A call for the U.S. government to take action in implementing concrete guidelines for Artificial Intelligence (AI) systems, focusing on the potential risks and benefits. Based on existing frameworks, the proposed approach centers on enhancing AI safety, testing, and transparency measures.
Commitment to safer AI: A start but not enough
The U.S. government has recently made strides towards enforcing safer AI practices. The most notable among these is getting CEOs of major AI-focused companies to commit voluntarily to safety guidelines. These guidelines include comprehensive testing and independent evaluation of AI systems before deployment. However, the commitments currently lack detailed specification and are non-binding, raising questions about their effectiveness.
The federal government's role as a major player in the AI field, as both a regulator and a customer, allows it to significantly influence AI practices. Legislation can certainly help enforce these commitments, but even without it, the federal government's decisions can drive essential changes in the world of AI.

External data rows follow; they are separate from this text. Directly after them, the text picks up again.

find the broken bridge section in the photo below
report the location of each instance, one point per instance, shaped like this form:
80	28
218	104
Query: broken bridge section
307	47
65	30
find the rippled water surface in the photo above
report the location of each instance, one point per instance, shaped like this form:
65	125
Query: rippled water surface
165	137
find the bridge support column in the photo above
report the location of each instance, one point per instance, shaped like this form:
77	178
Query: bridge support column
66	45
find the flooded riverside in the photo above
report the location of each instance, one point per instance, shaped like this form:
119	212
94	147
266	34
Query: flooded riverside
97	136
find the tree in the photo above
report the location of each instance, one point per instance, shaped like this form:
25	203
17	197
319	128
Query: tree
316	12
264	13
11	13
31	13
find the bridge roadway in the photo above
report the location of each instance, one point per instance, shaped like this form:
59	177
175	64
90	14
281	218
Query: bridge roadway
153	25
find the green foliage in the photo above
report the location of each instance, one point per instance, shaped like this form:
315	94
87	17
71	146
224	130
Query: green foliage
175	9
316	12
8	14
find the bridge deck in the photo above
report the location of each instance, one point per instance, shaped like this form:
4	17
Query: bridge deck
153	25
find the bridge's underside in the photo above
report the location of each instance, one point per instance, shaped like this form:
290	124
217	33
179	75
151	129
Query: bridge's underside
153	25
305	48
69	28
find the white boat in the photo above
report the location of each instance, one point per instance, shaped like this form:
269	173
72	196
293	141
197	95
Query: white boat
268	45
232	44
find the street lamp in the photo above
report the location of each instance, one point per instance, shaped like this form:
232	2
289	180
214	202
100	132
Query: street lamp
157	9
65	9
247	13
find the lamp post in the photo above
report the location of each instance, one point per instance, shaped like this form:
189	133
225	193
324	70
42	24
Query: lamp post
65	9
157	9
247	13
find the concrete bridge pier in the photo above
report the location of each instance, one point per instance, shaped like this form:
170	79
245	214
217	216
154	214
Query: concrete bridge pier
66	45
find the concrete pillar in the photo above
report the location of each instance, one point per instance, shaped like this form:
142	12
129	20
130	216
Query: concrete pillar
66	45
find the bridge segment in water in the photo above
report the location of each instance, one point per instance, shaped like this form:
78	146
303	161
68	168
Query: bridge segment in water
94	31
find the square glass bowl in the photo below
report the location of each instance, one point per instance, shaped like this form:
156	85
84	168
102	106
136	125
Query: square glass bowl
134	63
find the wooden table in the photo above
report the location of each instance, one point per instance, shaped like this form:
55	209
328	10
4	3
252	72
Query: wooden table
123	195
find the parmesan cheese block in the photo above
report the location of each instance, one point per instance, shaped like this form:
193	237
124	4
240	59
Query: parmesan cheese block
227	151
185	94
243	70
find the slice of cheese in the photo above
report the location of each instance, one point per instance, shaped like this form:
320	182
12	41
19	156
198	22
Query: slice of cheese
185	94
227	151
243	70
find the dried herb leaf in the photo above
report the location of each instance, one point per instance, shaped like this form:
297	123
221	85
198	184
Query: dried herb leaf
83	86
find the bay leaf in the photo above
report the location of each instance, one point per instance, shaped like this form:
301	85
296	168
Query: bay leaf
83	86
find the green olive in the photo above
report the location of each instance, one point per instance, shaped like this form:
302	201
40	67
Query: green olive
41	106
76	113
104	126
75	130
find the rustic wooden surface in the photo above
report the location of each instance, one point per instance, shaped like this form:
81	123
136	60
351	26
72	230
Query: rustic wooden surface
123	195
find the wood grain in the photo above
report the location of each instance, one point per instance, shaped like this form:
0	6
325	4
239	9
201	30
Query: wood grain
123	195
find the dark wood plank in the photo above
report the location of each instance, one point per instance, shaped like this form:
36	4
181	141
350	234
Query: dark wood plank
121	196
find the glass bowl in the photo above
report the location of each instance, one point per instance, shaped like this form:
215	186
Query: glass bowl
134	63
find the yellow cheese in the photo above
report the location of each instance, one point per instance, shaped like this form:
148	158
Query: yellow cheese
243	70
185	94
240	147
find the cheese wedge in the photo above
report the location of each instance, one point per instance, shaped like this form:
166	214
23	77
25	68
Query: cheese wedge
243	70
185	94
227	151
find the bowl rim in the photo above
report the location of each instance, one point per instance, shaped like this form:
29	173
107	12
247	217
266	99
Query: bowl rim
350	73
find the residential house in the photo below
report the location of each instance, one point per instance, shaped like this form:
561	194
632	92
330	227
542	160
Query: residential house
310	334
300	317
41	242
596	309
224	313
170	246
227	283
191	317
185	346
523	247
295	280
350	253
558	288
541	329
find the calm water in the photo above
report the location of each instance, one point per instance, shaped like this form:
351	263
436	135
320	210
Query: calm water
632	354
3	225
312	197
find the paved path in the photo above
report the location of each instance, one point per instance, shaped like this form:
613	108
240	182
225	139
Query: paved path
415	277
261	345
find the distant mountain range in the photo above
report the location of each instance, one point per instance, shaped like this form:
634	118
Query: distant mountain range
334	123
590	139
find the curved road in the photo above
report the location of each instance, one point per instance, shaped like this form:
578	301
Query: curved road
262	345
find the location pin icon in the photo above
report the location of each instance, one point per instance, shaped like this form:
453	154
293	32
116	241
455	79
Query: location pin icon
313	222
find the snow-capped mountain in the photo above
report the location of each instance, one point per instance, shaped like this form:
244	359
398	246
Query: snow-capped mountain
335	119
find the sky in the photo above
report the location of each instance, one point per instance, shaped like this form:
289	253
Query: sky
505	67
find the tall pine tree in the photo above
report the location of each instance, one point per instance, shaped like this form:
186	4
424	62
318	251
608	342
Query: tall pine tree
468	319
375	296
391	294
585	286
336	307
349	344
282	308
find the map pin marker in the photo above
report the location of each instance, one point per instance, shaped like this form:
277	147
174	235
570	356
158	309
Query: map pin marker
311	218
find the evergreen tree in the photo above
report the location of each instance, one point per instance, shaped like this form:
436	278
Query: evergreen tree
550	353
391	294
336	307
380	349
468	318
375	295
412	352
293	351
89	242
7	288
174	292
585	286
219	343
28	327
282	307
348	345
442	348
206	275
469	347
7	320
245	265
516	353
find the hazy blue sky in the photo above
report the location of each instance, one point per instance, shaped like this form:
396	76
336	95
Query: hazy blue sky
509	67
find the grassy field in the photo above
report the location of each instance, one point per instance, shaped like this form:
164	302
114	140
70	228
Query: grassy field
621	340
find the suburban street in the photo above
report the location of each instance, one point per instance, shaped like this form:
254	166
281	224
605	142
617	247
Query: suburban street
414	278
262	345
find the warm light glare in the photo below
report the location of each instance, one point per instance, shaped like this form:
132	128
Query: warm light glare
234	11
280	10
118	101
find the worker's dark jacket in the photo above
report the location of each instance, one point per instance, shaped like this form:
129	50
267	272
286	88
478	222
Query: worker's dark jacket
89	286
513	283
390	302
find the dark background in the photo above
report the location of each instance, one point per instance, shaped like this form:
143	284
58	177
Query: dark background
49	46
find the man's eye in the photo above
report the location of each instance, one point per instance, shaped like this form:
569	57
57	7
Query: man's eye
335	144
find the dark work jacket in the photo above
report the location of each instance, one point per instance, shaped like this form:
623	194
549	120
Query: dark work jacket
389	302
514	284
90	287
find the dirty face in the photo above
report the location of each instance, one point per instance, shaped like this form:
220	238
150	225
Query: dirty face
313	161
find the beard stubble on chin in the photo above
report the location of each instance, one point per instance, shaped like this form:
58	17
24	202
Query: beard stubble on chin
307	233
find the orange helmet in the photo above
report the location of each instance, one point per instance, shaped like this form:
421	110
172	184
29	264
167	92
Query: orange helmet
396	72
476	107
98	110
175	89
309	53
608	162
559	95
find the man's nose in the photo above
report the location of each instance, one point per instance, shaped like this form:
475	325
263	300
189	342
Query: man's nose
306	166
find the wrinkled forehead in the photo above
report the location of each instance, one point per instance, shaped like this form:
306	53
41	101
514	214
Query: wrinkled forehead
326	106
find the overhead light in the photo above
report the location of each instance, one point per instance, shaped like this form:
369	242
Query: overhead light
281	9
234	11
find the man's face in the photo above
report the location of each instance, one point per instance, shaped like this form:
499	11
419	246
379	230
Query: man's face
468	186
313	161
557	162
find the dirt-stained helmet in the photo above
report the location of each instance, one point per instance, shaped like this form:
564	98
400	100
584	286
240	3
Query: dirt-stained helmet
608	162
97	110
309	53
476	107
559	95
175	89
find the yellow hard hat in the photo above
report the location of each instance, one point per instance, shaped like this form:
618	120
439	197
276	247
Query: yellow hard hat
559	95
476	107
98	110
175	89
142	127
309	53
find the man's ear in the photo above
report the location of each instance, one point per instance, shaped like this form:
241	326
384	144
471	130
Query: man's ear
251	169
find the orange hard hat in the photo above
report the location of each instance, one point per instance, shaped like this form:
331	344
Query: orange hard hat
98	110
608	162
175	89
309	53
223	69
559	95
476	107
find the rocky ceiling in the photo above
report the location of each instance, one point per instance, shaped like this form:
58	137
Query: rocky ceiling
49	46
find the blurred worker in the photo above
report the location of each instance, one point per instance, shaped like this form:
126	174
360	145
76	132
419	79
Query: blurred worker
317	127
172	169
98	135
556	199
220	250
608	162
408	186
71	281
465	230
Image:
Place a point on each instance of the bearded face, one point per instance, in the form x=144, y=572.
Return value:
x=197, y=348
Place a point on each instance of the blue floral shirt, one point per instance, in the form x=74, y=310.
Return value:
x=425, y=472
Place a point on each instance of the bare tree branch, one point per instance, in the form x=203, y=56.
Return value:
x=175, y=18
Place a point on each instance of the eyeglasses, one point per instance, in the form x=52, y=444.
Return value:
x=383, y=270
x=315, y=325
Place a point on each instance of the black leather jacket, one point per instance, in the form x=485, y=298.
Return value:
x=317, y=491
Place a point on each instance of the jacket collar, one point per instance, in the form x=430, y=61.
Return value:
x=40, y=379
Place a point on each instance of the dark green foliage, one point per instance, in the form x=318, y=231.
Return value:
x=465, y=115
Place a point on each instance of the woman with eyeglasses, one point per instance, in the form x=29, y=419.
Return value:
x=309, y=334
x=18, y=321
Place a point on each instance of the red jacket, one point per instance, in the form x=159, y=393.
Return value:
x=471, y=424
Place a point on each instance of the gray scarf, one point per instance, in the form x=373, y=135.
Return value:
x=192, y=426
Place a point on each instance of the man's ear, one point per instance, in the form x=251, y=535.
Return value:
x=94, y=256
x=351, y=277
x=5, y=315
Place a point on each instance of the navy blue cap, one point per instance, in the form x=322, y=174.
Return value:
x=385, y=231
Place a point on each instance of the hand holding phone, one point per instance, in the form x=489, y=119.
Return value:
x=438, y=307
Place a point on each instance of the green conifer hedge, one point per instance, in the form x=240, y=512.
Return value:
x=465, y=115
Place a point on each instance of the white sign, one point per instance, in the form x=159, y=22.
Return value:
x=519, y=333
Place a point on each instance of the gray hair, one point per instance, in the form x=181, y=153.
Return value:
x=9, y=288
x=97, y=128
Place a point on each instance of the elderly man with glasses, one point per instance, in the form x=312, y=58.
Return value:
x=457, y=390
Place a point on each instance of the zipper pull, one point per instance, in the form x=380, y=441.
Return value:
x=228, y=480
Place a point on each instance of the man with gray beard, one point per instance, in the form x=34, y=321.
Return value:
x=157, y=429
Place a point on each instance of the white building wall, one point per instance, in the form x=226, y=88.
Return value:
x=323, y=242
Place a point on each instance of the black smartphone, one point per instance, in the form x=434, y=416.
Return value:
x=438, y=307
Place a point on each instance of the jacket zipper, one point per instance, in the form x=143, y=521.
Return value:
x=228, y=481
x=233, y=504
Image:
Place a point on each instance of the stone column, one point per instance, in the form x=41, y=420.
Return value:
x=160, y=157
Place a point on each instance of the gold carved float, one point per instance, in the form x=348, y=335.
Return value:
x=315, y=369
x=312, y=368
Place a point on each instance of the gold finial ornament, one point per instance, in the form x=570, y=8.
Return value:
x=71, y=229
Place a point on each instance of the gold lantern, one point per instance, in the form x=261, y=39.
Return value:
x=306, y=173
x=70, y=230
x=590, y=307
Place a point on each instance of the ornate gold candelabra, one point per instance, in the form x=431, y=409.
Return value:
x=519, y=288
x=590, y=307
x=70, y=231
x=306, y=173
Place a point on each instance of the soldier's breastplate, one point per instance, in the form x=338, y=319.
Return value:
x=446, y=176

Blueprint and NIST: Guideposts for AI regulation
Two detailed and comprehensive frameworks, the Blueprint and the AI risk management framework developed by the National Institute of Standards and Technology (NIST), provide a clear roadmap for regulating AI system development and deployment. These guidelines focus on ensuring system safety, effectiveness, transparency, and bias mitigation, and are rooted in over a decade of responsible AI research and development.
Implementing AI best practices via executive order
The implementation of an executive order has the potential to enforce these AI best practices on multiple fronts. For instance, it could require all government agencies to comply, force vendors providing AI to federal agencies to adhere, mandate entities using AI to comply if they receive federal funding, and direct regulatory agencies to update their rulemaking processes. This would not only standardize AI safety measures across the board but also ensure the protection of individual rights and opportunities.
While certain apprehensions may arise about slowing down AI development to implement safety measures, the necessity of these systems for millions of users cannot be understated. The need for compliance should be proportionate to the impact of the software. As for small businesses, these regulations could be tailored based on the degree of impact their software holds. Furthermore, the federal government's role as a market influencer can encourage the translation of best practices into commercial testing regimes, proving the practicality of these requirements.